Silymarin for Hyperpigmentation


An exciting new ingredient to treat hyperpigmentation, including melasma, has recently been undergoing clinical testing. This revolutionary new treatment ingredient is called silymarin. The best part? Silymarin is a natural ingredient derived from the milk thistle plant. The worst part? It is rather difficult to get your hands on this stuff! One of the only reliable sources for the product is through a company called Cloud Vitamin Cream. Though they seem to focus more on vitamin based treatments, they are confident enough in Silymarin that they have made it a showcase of their product line.

Melasma, a type of hyperpigmentation, is a common aesthetic skin concern. The American Academy of Dermatology (AAD) defines melasma as follows:  “It causes brown to gray-brown patches on the face. Most people get it on their cheeks, bridge of their nose, forehead, chin, and above their upper lip.” This overproduction of melanin sometimes looks like large splotches of freckles and can even cover entire areas with a brownish, uneven skin tone. The AAD goes on to add that, “Women are far more likely than men to get melasma. It is so common during pregnancy that some people call it the mask of pregnancy. Hormones seem to trigger melasma.” That being said, it is possible for men to have melasma, as well. As with many of the most common skin conditions, melasma can be exacerbated by sun exposure.

Silymarin works to eradicate hyperpigmentation, including melasma, by stopping the overproduction of melanin. It does this by inhibiting the production of tyrosinase, a protein that causes melanin production.  It also stops the overproduction of melanin by acting as a free radical scavenger. This is important because the sun, specifically UV radiation, creates free radicals in the skin. Free radicals stimulate the melanocytes, and they, in turn, produce more melanin pigment. Since silymarin is a free radial scavenger, it prevents this cascade of melanin formation caused by free radicals.

Is silymarin the best new skin treatment available? In addition to silymarin, there are a variety of treatment products available to treat hyperpigmention, including melasma. Examples of other topical treatments are tretinoin, hydroquinone, kojic acid, glycolic acid and salicylic acid. These can have varying degrees of success, as well as side effects. Some typical side effects of these alternative treatments range from flaking or peeling of the skin to redness and swelling in the applied areas. Another potential problem is that it is not advisable for pregnant or nursing women to use tretinoin or salicylic acid, as their molecules are small enough to slip through the base of the hair follicle and into the bloodstream. This is unfortunate, as melasma frequently appears during pregnancy.

Clinical trials using silymarin to treat melasma were done by Tagreed Altaei at Hawler Medical Unversity in 2012. There were 96 adults with melasma in the study, both male and female. Silymarin displayed exceptional results. Altaei stated that patients, “showed significant excellent pigment improvement from the first week.” Not only was silymarin shown to be effective in treating melasma, but Altaei also added that, “Even in high doses, silymarin does not show any toxic effects and, in fact has no harmful effects on the embryo.” The proven safety of silymarin is incredibly significant for pregnant or nursing patients with melasma. Another exciting development in Altaei’s study was that none of the patients had any side effects. This is a breakthrough for those that cannot tolerate the side effects from other conventional hyperpigmentation treatments.
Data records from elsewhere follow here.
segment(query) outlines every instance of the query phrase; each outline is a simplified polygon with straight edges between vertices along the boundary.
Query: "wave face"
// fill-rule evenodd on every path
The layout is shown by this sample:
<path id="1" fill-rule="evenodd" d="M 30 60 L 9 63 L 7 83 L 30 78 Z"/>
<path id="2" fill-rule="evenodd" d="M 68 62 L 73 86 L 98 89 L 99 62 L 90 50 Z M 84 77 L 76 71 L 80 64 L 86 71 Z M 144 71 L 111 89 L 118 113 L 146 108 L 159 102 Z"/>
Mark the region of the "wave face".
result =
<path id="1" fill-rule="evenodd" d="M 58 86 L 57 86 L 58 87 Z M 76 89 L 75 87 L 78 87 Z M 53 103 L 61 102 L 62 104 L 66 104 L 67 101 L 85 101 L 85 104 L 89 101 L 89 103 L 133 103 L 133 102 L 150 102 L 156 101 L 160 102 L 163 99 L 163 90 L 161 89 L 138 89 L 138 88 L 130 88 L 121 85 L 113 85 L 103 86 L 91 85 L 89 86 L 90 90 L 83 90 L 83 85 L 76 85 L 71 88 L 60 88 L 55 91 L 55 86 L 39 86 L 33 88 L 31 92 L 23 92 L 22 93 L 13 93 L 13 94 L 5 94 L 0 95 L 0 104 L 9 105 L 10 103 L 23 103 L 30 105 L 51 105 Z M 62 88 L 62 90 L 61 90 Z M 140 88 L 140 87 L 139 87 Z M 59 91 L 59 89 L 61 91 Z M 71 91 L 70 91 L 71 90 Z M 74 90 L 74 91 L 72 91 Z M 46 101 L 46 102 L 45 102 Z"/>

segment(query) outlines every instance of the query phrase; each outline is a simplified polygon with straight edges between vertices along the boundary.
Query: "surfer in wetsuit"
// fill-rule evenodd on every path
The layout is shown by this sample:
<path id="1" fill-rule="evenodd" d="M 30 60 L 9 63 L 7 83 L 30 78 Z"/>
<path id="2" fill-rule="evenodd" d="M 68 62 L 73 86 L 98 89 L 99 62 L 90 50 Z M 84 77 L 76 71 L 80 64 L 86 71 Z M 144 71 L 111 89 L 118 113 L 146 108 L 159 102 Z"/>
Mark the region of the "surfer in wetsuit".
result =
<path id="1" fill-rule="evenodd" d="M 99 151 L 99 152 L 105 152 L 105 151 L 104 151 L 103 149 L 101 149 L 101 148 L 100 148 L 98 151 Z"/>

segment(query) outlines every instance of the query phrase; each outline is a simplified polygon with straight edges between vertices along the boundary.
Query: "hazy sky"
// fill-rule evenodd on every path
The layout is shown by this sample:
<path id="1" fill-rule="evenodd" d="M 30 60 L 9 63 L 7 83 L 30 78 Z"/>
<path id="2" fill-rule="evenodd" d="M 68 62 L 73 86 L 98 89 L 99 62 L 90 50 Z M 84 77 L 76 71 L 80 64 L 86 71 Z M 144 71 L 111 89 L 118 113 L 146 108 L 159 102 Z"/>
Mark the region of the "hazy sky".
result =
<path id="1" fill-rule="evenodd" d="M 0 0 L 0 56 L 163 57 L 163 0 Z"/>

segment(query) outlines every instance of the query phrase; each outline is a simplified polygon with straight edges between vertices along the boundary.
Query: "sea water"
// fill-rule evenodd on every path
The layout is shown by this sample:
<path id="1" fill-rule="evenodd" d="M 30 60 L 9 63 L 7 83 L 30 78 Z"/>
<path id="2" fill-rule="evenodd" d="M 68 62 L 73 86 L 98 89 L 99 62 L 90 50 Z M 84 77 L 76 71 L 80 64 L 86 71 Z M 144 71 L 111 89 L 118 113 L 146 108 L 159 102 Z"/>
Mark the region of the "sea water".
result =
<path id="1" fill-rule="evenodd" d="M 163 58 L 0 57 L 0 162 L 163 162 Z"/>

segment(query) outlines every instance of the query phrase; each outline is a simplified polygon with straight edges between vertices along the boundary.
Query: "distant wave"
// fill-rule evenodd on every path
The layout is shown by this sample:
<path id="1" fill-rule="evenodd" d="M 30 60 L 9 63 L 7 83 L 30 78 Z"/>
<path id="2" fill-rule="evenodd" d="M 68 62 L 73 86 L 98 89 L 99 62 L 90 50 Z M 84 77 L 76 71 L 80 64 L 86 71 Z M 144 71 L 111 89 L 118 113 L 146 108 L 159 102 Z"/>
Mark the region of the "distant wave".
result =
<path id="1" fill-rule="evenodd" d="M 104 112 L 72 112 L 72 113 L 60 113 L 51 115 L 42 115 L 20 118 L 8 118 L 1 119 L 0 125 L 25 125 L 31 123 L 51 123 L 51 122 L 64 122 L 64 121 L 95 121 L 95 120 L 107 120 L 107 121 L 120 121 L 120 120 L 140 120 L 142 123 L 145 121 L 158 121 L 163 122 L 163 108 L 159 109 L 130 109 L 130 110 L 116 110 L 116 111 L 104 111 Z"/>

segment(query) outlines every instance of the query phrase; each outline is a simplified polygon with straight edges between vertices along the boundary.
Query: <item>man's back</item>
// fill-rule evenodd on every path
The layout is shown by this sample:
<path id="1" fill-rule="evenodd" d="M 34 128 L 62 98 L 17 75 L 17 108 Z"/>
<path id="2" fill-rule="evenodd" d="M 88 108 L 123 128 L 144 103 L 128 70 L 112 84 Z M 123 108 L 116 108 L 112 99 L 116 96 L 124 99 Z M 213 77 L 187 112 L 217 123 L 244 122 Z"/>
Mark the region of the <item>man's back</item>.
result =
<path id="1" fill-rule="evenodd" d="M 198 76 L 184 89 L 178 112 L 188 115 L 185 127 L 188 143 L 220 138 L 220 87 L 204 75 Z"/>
After completing the trials, Altaei concluded that, “Silymarin showed tremendous improvement of melasma in a dose-dependent manner, and was effective in prevention of skin damage caused by U.V. sunlight. It is a safe new candidate effective treatment for melasma.”
Silymarin is proving to be an innovative new ingredient to fight hyperpigmentation, specifically, melasma. It stops the overproduction of melanin, acts as a potent antioxidant, and it is safe and free of side effects. The bottom line, however, is that silymarin is completely effective for the treatment of melasma.